デジタルプロセスイノベーションセンター デジタルプロセス研究担当 主務

Y.I.

2018年6月中途入社

理学部物理学科で高エネルギー物理学を、大学院では原子核実験を研究。物理学分野の経験を活かした産業界向けの研究をやりたいと考え、分野を変えた上で公的研究機関の博士研究員となる。放射線を使った鉄鋼・コンクリートの非破壊検査など、産業界に向けた技術研究に従事。研究と論文の執筆を繰り返すよりも、その先にある産業に貢献したいという想いが強くなり民間への転職を決意。異業界・異分野の人材を多く採用していた東芝メモリに入社。

自分の技術が何の役に立っているのか、胸を張って言える。

以前は公的研究機関の博士研究員として物理学の研究を行っていましたが、 改めて産業に直接貢献したい、という自身の意思に気付き転職活動を開始。物理系の実績を求めている企業は少ないうえに、面接を受ける中では「うちの会社では研究のような高度なことはやらないけど大丈夫?」と聞かれることも多くありました。研究者としてのスキル、実績を活かせる企業はないのかな、と半ばあきらめていました。そんな中、東芝メモリの面接では「本当に未知の不具合に出会ったときにどうしますか?」と問われたのです。いままで研究者として未知に挑んできましたが、民間企業でもそれだけ高いレベルで仕事をしているのだと思い、内定をいただいた際には即決しました。

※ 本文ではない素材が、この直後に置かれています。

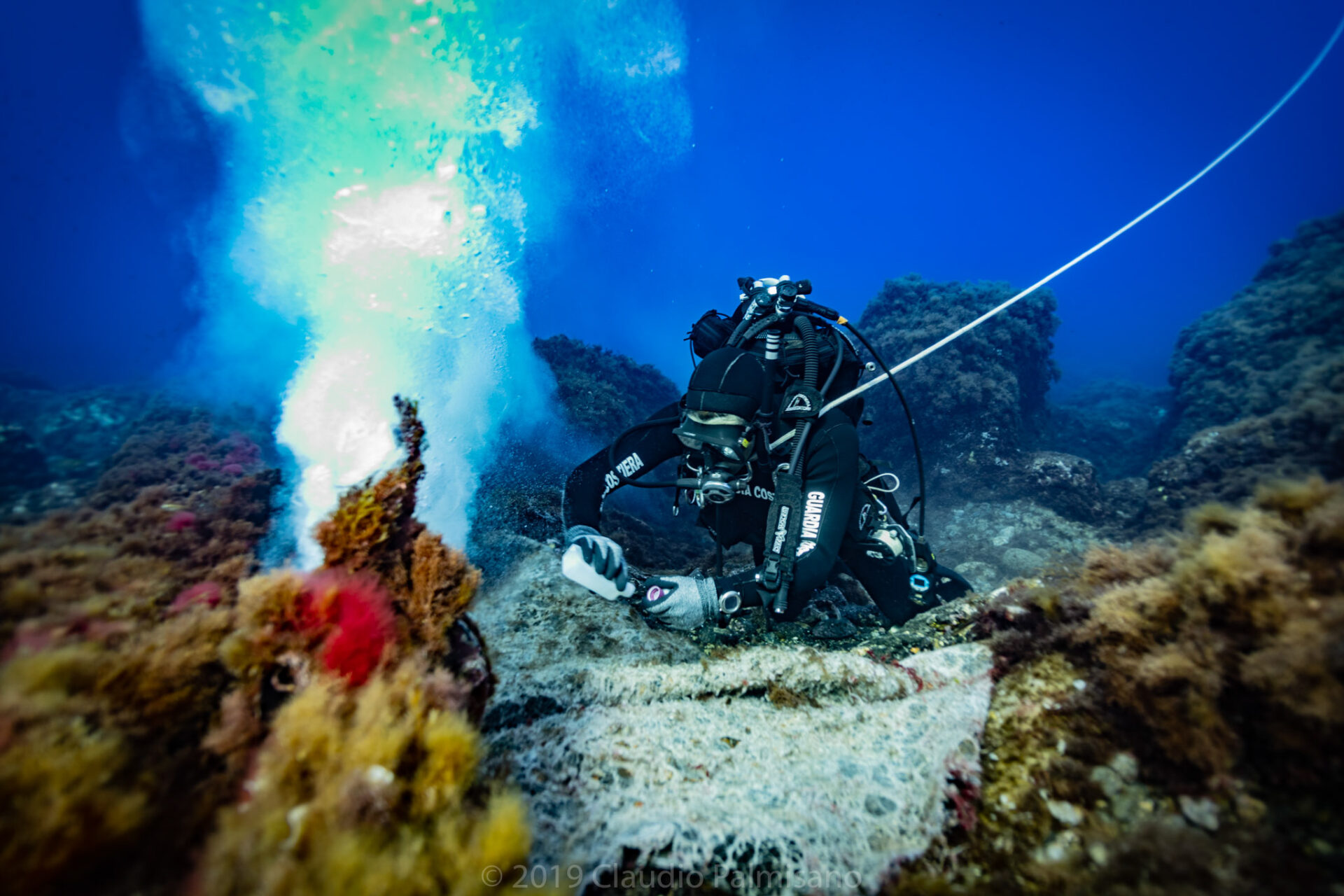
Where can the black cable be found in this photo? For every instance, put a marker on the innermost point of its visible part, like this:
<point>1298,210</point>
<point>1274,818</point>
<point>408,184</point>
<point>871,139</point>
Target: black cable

現在はまだOJTの最中(※2018年6月入社)で、当社四日市工場から半導体生産に伴って出るビッグデータを、歩留まりの改善にどのように活用していくのかを学んでいます。入社時にデータ解析を希望したこともあり、AIや機械学習を導入するための知識やスキルを習得しているところです。AIに関しては素人なので、参考書を買ってディープラーニングの勉強をしている真っ最中ですね。私の仕事が歩留まりの改善に直接つながっていきますから、モノづくり産業に直接関わっている時点で大きなやりがいを感じています。

半導体生産の現場には、1日に20億件のデータがある。

データを活かして歩留まりの改善を実現するためには、ツールを開発するだけではなく、実際にツールを使って原因を調べる生産技術と連携を取りながら進めていく必要があります。そのため今は四日市工場に火曜日~金曜日まで滞在し、デジタルプロセスイノベーションセンターの先輩方や生産技術の方々と仕事をしています。工場から上がってくるデータは1日に20億件。これだけの膨大なデータ量と、実際の生産現場をひとつの企業がもっていることはあまりないと思います。そういった環境はデータ解析をしたい方にとっては魅力的ですし、マスクされていない根幹のデータにアプローチできることは楽しいと思います。

今後の課題は、それらのデータを使って、複雑かつ数百工程のステップを踏む半導体工場にどのようにイノベーションを起こすかということ。そのために、AIの活用方法に明るい人材がもっと来てくれたらうれしいですね。これから間違いなく需要が増えていく部分ですし、重点項目のひとつでしょう。ただ、単に知見や数式がわかるだけではなく、何に活かそうかという視点をもっていることが大切です。論理だけではなく、それを武器にしてどう使っていくのかを常に考えているような方に来てもらいたいですね。

積極的に新しいことを学ぶ社風がある。

転職して間もないですが、業界標準や他社の動向を追うというよりは、新しいものを一番最初に導入していこうという気概が感じられる社風があると感じます。私自身、常に新しい技術は取り入れていきたいと思っていますが、OJTや研修が充実しているだけではなく、自分で勉強するための自由さがある環境なのでやりやすいですね。大学や研究所、ワークショップ、学会といった社外から知識を取得する機会も多くあります。私も入社して2週間目には人工知能学会に出席し、ポスターセッションを経験しました。因みに、歓迎会は学会開催地の鹿児島で開催してもらいました。まさか入社後すぐにそんな機会がいただけるとは、と驚きましたね(笑)。外部との交流を活発化させていくオープンな空間を創っていくことは、これからますます本格化していくと思います。

また、積極的に新しい視点をもち、なるべく広い分野の技術を組み合わせてモノづくり産業に貢献していきたいと思います。外から来た人は、中にいる人とは違う視点をもっていると思います。それぞれに違う個性的な視点を、他の分野に活かそうという志向をもっている方と、ぜひ一緒に仕事をしてみたいですね。

1日のスケジュール例

08:30出社 
四日市出張時には9時くらいに工場に出勤
 
09:00会議を3~4件ほど実施。
 
12:00昼食
 
13:00会議のない時間はプログラムのコードを読むなど勉強に充てる。